Quote:
Originally Posted by pmc
Code:
lea vals(pc),An
movem.w (An),Dn-Dn
gets you the ext.l's for free
|
Indeed it does, and
Code:
movem.w Vals(PC),d0-d1
saves a further 4 cycles. (Yeye I know it's obvious.)
Mainly replied to say that movem has an overhead which makes it break even at a count of 3 registers.

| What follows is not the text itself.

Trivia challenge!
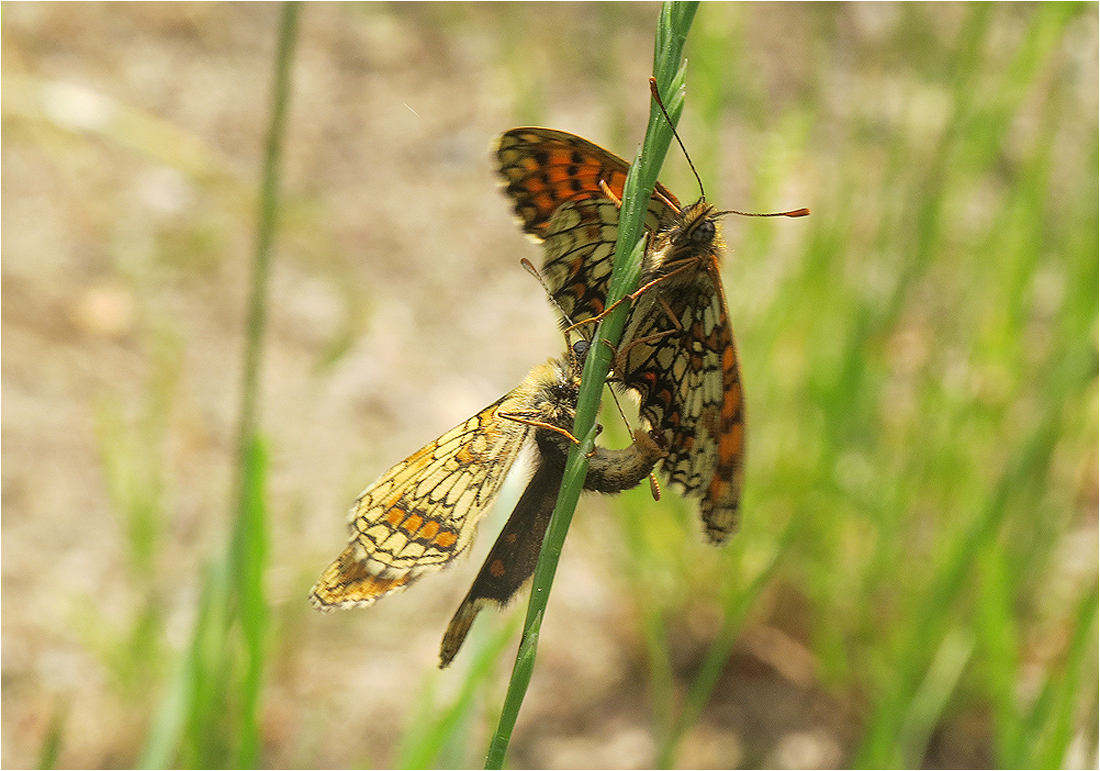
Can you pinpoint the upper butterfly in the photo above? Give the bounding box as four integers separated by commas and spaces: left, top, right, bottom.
496, 128, 774, 544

Here, 2 are faster only because of the desired sign extends.
The instructions take the cycles they take, and there's no instruction reorder optimizations on 68000 apart from the prefetch after the write to BLTSIZ and the hard-to-know odd-cycle alignment wait of instructions that take 6/10/14 etc cycles.

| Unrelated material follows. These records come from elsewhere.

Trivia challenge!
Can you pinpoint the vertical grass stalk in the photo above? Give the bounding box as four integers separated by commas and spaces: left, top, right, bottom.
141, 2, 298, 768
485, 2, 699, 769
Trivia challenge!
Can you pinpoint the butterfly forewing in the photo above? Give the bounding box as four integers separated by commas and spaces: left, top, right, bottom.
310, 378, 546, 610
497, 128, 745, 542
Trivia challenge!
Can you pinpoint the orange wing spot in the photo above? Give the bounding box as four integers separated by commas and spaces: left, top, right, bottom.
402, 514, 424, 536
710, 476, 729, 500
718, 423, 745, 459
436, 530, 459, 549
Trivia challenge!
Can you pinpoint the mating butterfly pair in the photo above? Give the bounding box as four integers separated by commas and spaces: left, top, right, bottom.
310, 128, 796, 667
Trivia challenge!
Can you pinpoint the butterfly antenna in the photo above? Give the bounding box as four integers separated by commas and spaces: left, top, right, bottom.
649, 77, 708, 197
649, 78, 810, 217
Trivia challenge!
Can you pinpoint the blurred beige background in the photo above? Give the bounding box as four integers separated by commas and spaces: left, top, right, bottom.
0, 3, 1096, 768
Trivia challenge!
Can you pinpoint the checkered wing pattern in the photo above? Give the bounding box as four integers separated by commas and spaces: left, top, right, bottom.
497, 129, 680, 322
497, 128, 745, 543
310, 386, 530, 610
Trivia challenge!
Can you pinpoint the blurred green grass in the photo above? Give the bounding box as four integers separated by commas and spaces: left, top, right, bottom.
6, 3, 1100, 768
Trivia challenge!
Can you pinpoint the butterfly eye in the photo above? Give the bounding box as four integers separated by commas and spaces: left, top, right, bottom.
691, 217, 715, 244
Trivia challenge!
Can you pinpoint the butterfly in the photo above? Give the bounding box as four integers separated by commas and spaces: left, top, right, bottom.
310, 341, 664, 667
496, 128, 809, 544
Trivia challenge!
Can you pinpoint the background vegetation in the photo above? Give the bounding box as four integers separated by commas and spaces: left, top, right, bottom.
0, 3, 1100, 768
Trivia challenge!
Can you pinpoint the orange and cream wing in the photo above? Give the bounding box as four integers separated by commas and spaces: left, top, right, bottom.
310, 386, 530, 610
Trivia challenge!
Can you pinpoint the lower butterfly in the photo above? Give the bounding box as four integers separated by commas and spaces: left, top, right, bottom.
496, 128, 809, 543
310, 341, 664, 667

A simple one for when you have a loop loading registers from memory is to backup, then pre-poke a magic exitvalue (such as say, zero or negative) instead of checking end-address or loopctr/DBF. Since you're loading the registers anyway, a simple bmi.s Done instead of dbf Dn,KeepOn saves 2 cycles.
The same is true for other branches inside loops; you may save 4 cycles for 50% of the branches if all branches jump outside the loop. More, if there is a bias toward either true or false.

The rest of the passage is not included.